In un Policlinico dove l’aria, a volte, si fa pesante di attesa e preoccupazione, si fa strada un’iniziativa luminosa, un’oasi di storie capace di trasformare la degenza ospedaliera in un’esperienza più serena e ricca di significato.
La Biblioteca ospedaliera Lory Marchese, un progetto nato nel 2019 e animato dalla confraternita di Misericordia di Foggia, dal CSV Foggia e dal Ce.
S.
eVo.
Ca.
, offre ai piccoli pazienti un tesoro inestimabile: il potere delle parole.
Guidati con passione dalla presidente Laura Pipoli, un gruppo di volontari instancabili porta nei reparti di neuropsichiatria infantile, chirurgia pediatrica e pediatria un dono che va ben oltre il semplice oggetto materiale: libri, finestre spalancate su mondi possibili, compagni silenziosi in un percorso spesso doloroso.

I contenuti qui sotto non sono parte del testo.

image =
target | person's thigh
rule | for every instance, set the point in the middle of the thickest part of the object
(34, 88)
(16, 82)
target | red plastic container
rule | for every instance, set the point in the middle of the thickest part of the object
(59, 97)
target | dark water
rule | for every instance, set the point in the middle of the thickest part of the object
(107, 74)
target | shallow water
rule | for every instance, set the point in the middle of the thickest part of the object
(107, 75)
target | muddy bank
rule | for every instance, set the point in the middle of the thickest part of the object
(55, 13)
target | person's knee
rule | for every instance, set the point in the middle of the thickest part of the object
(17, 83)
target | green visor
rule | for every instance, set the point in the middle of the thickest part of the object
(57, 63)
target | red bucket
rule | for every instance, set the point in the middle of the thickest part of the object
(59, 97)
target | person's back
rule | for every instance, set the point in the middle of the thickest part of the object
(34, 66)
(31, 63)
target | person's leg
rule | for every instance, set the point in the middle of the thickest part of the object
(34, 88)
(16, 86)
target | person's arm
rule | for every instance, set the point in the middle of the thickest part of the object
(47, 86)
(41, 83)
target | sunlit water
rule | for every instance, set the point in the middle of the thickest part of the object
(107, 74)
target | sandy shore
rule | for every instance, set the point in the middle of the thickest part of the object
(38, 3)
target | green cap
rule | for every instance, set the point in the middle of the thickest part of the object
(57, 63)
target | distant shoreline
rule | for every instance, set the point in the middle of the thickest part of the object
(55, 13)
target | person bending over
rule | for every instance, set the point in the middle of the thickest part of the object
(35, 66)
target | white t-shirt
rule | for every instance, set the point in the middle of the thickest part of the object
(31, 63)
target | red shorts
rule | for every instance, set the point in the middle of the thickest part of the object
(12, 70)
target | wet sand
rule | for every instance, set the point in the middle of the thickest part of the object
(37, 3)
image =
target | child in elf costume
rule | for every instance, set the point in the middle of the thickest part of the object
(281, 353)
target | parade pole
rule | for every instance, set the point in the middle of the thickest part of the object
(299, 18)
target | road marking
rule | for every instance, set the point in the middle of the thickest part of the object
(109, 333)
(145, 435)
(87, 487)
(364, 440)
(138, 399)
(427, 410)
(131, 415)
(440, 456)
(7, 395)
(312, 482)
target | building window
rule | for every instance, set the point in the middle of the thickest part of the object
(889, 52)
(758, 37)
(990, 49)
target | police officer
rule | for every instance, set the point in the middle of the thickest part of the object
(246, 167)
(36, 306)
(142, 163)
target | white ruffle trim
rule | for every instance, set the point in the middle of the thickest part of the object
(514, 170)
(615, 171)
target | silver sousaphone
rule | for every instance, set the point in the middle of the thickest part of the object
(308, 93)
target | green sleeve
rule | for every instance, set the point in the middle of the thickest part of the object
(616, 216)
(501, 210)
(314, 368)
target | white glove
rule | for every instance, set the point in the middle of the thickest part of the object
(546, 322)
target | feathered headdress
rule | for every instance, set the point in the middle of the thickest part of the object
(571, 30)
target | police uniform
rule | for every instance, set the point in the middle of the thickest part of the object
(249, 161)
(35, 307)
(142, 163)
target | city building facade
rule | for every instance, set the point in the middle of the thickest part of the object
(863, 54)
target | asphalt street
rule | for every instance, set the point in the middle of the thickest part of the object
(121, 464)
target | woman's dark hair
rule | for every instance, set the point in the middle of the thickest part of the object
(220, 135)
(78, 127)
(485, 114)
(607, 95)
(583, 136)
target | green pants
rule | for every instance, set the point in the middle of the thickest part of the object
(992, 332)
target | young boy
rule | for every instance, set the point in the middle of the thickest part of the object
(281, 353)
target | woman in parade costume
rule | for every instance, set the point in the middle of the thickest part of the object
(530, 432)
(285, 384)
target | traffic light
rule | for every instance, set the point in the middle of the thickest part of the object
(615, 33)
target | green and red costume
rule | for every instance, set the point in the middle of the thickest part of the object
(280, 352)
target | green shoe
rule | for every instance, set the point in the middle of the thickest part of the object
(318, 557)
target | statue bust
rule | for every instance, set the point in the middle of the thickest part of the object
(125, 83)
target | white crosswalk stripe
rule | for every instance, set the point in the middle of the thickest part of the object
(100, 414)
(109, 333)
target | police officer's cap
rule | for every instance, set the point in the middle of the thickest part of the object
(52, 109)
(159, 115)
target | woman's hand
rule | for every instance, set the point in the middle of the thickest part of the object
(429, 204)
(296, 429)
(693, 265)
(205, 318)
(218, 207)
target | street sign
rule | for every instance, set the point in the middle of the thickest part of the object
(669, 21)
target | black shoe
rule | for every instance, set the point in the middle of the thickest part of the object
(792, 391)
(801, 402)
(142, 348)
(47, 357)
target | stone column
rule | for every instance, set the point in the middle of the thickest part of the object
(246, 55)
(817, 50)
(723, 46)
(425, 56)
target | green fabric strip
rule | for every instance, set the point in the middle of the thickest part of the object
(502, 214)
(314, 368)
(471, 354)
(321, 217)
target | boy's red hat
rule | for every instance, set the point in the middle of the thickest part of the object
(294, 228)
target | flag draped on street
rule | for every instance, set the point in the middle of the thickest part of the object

La Biblioteca Lory Marchese non è una semplice raccolta di volumi; è un luogo di incontro, di conforto, di crescita.
Nasce dalla profonda convinzione che la letteratura possieda un valore terapeutico intrinseco, un’abilità di lenire le ferite dell’anima e di nutrire la speranza.
Come una carezza delicata, un libro può alleviare la solitudine, stimolare l’immaginazione, restituire un senso di leggerezza quando il peso della malattia sembra insostenibile.

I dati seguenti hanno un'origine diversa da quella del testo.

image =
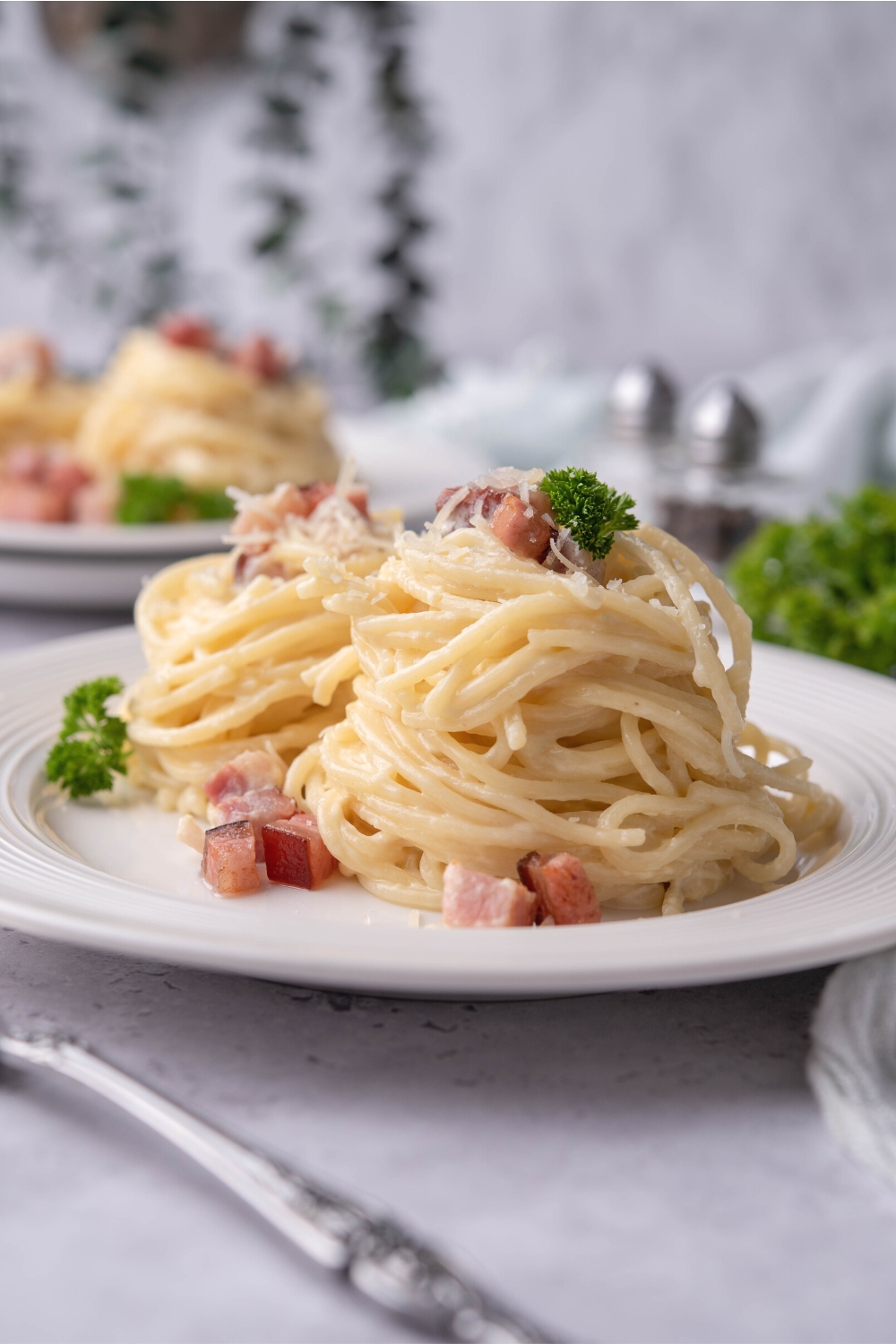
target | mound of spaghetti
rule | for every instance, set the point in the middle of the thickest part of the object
(535, 687)
(242, 655)
(37, 403)
(174, 403)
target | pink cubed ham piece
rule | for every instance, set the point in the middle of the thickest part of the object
(61, 472)
(477, 900)
(247, 771)
(479, 499)
(94, 503)
(24, 502)
(183, 330)
(296, 854)
(258, 355)
(562, 886)
(228, 859)
(521, 529)
(260, 806)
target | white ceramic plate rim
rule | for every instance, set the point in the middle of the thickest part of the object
(115, 540)
(844, 910)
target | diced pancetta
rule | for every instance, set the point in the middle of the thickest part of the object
(61, 472)
(478, 500)
(269, 513)
(260, 806)
(247, 771)
(183, 330)
(296, 854)
(258, 355)
(562, 887)
(94, 503)
(228, 859)
(27, 502)
(477, 900)
(521, 530)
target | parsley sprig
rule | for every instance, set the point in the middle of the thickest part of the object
(591, 510)
(91, 742)
(166, 499)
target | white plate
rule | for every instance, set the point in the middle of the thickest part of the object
(118, 879)
(93, 566)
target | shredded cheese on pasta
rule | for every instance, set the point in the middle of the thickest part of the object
(504, 707)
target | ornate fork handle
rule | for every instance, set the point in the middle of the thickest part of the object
(379, 1257)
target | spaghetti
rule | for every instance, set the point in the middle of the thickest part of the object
(504, 707)
(168, 409)
(242, 653)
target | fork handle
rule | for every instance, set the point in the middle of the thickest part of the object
(381, 1258)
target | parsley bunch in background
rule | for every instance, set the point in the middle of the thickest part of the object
(826, 585)
(91, 742)
(164, 499)
(591, 510)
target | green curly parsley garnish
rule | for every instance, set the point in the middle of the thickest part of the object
(591, 510)
(826, 585)
(166, 499)
(91, 742)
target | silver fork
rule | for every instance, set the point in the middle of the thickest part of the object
(376, 1255)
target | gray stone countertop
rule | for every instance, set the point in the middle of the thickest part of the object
(624, 1167)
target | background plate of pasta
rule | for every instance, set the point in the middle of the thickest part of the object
(104, 480)
(505, 755)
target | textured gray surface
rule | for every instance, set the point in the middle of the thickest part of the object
(712, 183)
(625, 1167)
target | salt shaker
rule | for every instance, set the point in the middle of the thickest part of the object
(712, 496)
(638, 429)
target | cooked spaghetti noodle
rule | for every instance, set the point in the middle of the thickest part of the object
(37, 403)
(503, 707)
(168, 410)
(242, 653)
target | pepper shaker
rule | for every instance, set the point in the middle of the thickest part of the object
(713, 496)
(638, 430)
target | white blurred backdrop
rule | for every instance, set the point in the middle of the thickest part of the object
(707, 183)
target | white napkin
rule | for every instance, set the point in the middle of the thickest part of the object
(852, 1062)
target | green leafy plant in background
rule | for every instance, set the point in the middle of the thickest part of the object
(164, 499)
(591, 510)
(826, 585)
(293, 77)
(395, 351)
(91, 742)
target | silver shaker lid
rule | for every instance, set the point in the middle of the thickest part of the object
(641, 402)
(723, 429)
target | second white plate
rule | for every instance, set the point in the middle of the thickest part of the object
(66, 564)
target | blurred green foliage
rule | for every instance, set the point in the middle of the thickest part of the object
(826, 585)
(164, 499)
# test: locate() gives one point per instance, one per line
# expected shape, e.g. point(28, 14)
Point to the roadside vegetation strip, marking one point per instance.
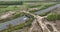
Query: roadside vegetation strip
point(14, 16)
point(53, 17)
point(45, 14)
point(11, 2)
point(7, 8)
point(43, 6)
point(19, 26)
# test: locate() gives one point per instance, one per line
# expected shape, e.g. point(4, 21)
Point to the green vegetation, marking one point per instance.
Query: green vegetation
point(44, 14)
point(41, 7)
point(14, 16)
point(19, 26)
point(11, 2)
point(53, 17)
point(58, 16)
point(6, 8)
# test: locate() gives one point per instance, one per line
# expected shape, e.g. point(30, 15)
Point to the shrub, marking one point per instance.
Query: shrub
point(51, 17)
point(58, 16)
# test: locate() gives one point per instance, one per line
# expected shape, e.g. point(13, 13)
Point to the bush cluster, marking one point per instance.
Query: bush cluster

L’offerta non si limita al prestito bibliotecario in corsia.
Attività di animazione, letture ad alta voce, momenti di condivisione e narrazione, arricchiscono l’esperienza dei piccoli pazienti, favorendo l’interazione e la creazione di legami.
Il progetto, nel corso degli anni, ha consolidato la sua presenza, grazie all’impegno costante dei volontari, che hanno saputo interpretare e rispondere alle esigenze specifiche dei bambini e degli adolescenti ricoverati.
Ogni libro consegnato, ogni storia condivisa, rappresenta un atto di fiducia nella potenza della cultura come strumento di cura e resilienza.
Leggere in ospedale significa riconnettersi con la vita, trovare rifugio in mondi fantastici, elaborare le proprie emozioni, e soprattutto, ricordare che, anche nei momenti più bui, c’è sempre una luce da seguire.
Non si tratta solo di “passare il tempo”, ma di costruire ponti verso la guarigione, interiorizzare un senso di speranza e rafforzare la propria capacità di affrontare le sfide che la vita inevitabilmente presenta.
L’iniziativa si configura dunque come un esempio virtuoso di come la cultura e la cura possano integrarsi per promuovere il benessere e l’umanizzazione dei percorsi di cura.